5) EU AI act
Yes, more AI regulation. The world seems to be showing a unified front… by setting off in its own direction. This regulation is still being finalised, but this act is looking at prohibiting certain types of AI considered ‘high risk, regulating others and mandating various measures. Requirements are expected to include model evaluations, assessing, and mitigating systemic risks, conducting adversarial testing, reporting to the European Commission on serious incidents, ensuring cyber security and reporting on energy efficiency.
6) CP26/23 - Operational resilience: Critical third parties to the UK financial sector
A catchy title, for sure. This is building on previous regulation that seeks to bring critical IT providers into the scope of financial regulators. As above, it will be interesting to see how this impacts third parties.
7) Bermuda Personal Information Protection Act (PIPA)
Now, it’s been around a while, for sure. But the regulator has said they are getting round to implementing this in 2024. The requirements are pretty GDPR-ish, but there’s still work to do for in-scope organisations if you haven’t picked up on GDPR yet.
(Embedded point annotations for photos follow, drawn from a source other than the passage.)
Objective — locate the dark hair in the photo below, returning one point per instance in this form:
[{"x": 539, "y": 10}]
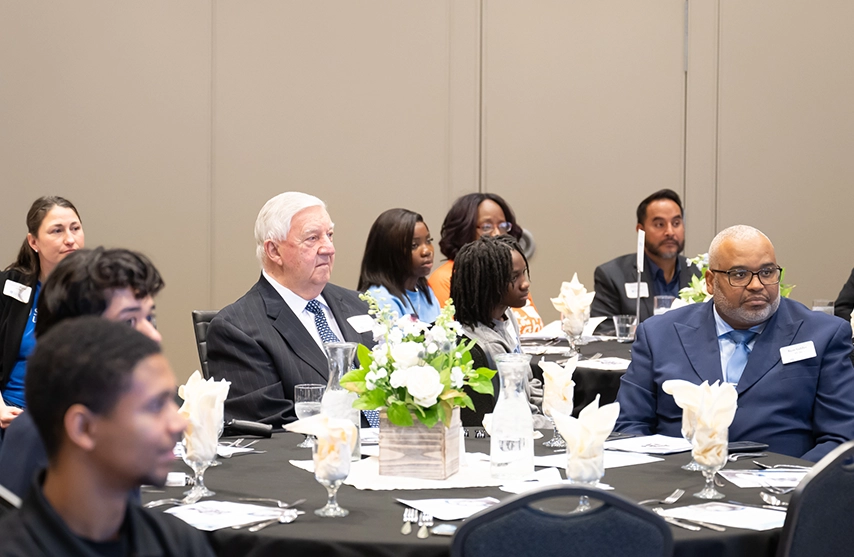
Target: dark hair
[
  {"x": 461, "y": 222},
  {"x": 88, "y": 361},
  {"x": 388, "y": 254},
  {"x": 482, "y": 272},
  {"x": 660, "y": 194},
  {"x": 80, "y": 283},
  {"x": 27, "y": 262}
]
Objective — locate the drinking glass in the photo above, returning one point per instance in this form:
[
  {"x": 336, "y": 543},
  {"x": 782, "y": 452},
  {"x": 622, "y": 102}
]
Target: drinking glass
[
  {"x": 331, "y": 467},
  {"x": 585, "y": 470},
  {"x": 710, "y": 461},
  {"x": 307, "y": 398},
  {"x": 573, "y": 326},
  {"x": 199, "y": 465}
]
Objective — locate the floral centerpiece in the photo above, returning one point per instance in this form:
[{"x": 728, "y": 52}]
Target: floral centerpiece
[
  {"x": 696, "y": 289},
  {"x": 416, "y": 370},
  {"x": 416, "y": 376}
]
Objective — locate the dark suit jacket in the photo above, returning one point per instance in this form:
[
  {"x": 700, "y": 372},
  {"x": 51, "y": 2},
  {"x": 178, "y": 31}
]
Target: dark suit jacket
[
  {"x": 802, "y": 409},
  {"x": 845, "y": 302},
  {"x": 262, "y": 347},
  {"x": 609, "y": 283},
  {"x": 13, "y": 321}
]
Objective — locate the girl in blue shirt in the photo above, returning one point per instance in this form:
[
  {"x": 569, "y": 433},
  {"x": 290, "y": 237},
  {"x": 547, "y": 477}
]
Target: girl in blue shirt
[{"x": 398, "y": 258}]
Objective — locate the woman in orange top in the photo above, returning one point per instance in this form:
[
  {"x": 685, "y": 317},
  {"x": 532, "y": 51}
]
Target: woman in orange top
[{"x": 470, "y": 217}]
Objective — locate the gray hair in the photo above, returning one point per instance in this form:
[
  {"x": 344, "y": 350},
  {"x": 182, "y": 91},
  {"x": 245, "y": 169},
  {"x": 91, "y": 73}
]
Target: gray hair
[
  {"x": 274, "y": 219},
  {"x": 739, "y": 232}
]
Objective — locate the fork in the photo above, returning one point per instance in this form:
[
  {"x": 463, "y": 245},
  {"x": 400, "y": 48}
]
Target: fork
[
  {"x": 425, "y": 521},
  {"x": 669, "y": 500},
  {"x": 410, "y": 515}
]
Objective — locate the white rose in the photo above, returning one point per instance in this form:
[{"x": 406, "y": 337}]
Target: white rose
[
  {"x": 457, "y": 377},
  {"x": 398, "y": 378},
  {"x": 424, "y": 385},
  {"x": 407, "y": 354}
]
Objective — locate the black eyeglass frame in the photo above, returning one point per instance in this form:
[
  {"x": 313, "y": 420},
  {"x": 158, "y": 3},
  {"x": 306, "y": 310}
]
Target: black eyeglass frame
[{"x": 752, "y": 274}]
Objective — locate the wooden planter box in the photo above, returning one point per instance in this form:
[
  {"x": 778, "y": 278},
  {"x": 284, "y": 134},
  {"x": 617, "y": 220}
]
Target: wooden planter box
[{"x": 419, "y": 452}]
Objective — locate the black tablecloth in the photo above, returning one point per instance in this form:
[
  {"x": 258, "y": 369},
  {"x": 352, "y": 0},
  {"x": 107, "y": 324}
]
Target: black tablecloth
[{"x": 373, "y": 526}]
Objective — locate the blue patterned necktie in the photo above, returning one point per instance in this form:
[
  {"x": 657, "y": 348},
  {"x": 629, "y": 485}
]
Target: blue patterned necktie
[
  {"x": 326, "y": 335},
  {"x": 736, "y": 364}
]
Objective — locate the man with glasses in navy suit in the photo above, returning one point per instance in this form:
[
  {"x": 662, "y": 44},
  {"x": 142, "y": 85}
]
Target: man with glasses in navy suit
[{"x": 790, "y": 365}]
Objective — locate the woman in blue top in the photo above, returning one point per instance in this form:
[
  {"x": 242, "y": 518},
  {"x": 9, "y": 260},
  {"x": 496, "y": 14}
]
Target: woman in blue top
[
  {"x": 398, "y": 258},
  {"x": 53, "y": 231}
]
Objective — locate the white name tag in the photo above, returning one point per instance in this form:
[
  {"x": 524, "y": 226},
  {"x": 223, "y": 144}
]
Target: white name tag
[
  {"x": 361, "y": 323},
  {"x": 632, "y": 290},
  {"x": 797, "y": 352},
  {"x": 18, "y": 291}
]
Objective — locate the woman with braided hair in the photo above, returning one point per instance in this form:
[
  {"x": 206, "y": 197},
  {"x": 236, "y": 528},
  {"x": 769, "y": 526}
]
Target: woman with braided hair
[{"x": 490, "y": 277}]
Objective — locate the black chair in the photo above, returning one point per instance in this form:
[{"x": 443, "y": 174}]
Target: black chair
[
  {"x": 614, "y": 527},
  {"x": 201, "y": 321},
  {"x": 8, "y": 501},
  {"x": 821, "y": 509}
]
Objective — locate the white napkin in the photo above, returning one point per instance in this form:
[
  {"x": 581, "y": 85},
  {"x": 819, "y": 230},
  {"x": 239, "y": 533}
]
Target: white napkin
[
  {"x": 203, "y": 408},
  {"x": 715, "y": 413},
  {"x": 333, "y": 435},
  {"x": 687, "y": 397},
  {"x": 573, "y": 302},
  {"x": 558, "y": 386},
  {"x": 585, "y": 438}
]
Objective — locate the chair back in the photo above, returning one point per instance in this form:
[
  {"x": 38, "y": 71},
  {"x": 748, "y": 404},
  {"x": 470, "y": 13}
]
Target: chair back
[
  {"x": 821, "y": 509},
  {"x": 201, "y": 321},
  {"x": 615, "y": 528}
]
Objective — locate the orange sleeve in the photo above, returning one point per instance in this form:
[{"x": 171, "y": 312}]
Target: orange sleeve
[{"x": 440, "y": 282}]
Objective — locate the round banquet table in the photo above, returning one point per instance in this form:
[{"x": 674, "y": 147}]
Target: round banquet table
[{"x": 373, "y": 526}]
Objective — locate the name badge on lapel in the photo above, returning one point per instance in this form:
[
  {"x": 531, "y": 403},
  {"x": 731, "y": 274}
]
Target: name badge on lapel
[
  {"x": 797, "y": 352},
  {"x": 18, "y": 291},
  {"x": 632, "y": 290},
  {"x": 361, "y": 323}
]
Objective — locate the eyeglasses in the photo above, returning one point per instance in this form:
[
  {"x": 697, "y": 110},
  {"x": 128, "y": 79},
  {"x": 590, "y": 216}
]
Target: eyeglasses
[
  {"x": 742, "y": 277},
  {"x": 488, "y": 227}
]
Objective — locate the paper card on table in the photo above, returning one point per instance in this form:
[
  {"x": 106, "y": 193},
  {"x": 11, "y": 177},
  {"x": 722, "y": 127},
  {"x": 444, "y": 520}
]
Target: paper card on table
[
  {"x": 605, "y": 364},
  {"x": 213, "y": 515},
  {"x": 650, "y": 444},
  {"x": 735, "y": 516},
  {"x": 591, "y": 325},
  {"x": 450, "y": 509},
  {"x": 764, "y": 478},
  {"x": 226, "y": 451},
  {"x": 613, "y": 459}
]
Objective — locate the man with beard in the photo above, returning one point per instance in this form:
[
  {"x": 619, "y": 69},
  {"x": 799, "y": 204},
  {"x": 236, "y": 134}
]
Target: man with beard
[
  {"x": 790, "y": 365},
  {"x": 665, "y": 272}
]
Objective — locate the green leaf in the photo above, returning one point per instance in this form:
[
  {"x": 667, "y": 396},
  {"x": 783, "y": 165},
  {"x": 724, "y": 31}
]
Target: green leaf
[{"x": 398, "y": 414}]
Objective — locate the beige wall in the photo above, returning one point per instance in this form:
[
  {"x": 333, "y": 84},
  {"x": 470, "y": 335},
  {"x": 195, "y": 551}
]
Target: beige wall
[{"x": 169, "y": 124}]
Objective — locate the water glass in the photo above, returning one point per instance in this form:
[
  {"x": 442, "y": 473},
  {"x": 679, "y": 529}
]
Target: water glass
[{"x": 307, "y": 397}]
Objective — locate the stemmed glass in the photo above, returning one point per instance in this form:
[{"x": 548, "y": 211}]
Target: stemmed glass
[
  {"x": 199, "y": 464},
  {"x": 710, "y": 453},
  {"x": 307, "y": 398},
  {"x": 585, "y": 470},
  {"x": 689, "y": 422},
  {"x": 331, "y": 467},
  {"x": 573, "y": 326}
]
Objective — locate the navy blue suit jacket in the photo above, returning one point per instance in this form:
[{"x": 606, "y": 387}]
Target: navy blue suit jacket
[
  {"x": 802, "y": 409},
  {"x": 263, "y": 348}
]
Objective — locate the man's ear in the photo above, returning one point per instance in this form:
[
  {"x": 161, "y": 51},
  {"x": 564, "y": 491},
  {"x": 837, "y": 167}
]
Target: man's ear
[
  {"x": 271, "y": 250},
  {"x": 710, "y": 282},
  {"x": 80, "y": 426}
]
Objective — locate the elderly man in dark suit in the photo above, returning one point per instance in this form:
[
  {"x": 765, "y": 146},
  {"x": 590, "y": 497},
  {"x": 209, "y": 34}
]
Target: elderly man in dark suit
[
  {"x": 665, "y": 272},
  {"x": 271, "y": 339},
  {"x": 790, "y": 365}
]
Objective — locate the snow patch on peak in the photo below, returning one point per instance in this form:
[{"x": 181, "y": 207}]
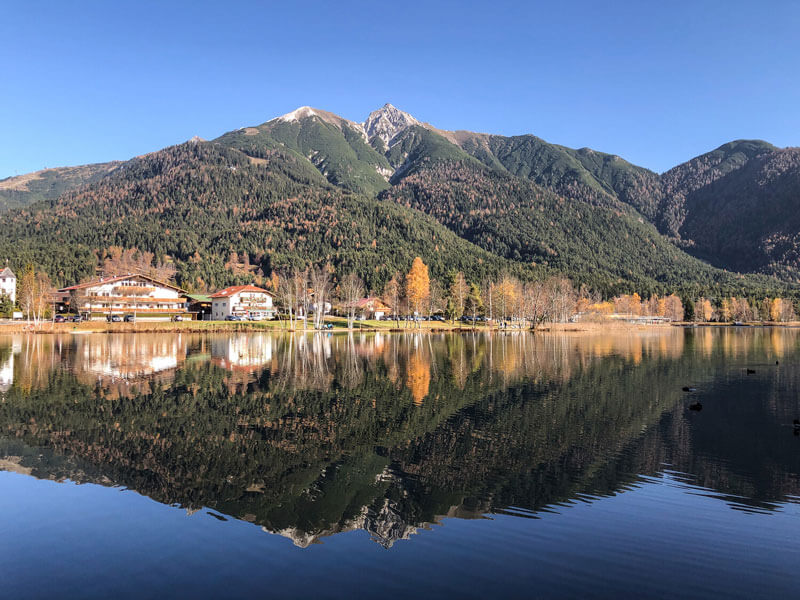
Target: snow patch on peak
[
  {"x": 305, "y": 112},
  {"x": 297, "y": 114},
  {"x": 387, "y": 122}
]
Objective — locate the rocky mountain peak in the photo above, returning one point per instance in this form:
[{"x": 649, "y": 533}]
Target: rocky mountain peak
[{"x": 387, "y": 122}]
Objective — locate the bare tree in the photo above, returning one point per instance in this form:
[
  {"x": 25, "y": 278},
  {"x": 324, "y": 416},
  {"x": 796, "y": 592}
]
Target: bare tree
[
  {"x": 321, "y": 285},
  {"x": 436, "y": 298},
  {"x": 392, "y": 295},
  {"x": 351, "y": 289}
]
8) SEC Cyber security rules
Technically due in mid-December 2023, but important as it’s going to have a big impact. Requirements cover notification of breaches, disclosure of cyber security risk management and governance information, including board proficiency and oversight of cybersecurity risks. As with all the other rules and regulations we’ve noted, this will spread to the supply chain, so even if you’re not SEC listed, you need to be aware.
Well, that’s eight rules from around the world that are going to have an impact in 2024. We haven’t mentioned US AI executive orders or anything the UK plans to do on AI. We haven’t mentioned US federal data privacy shenanigans. You may think they won’t impact you, and unless you’re in scope, or deliver services to someone that is in scope, you may be right. But read the above and you might just see a poorly hidden trend. If you’re not regulated now, you may well be soon.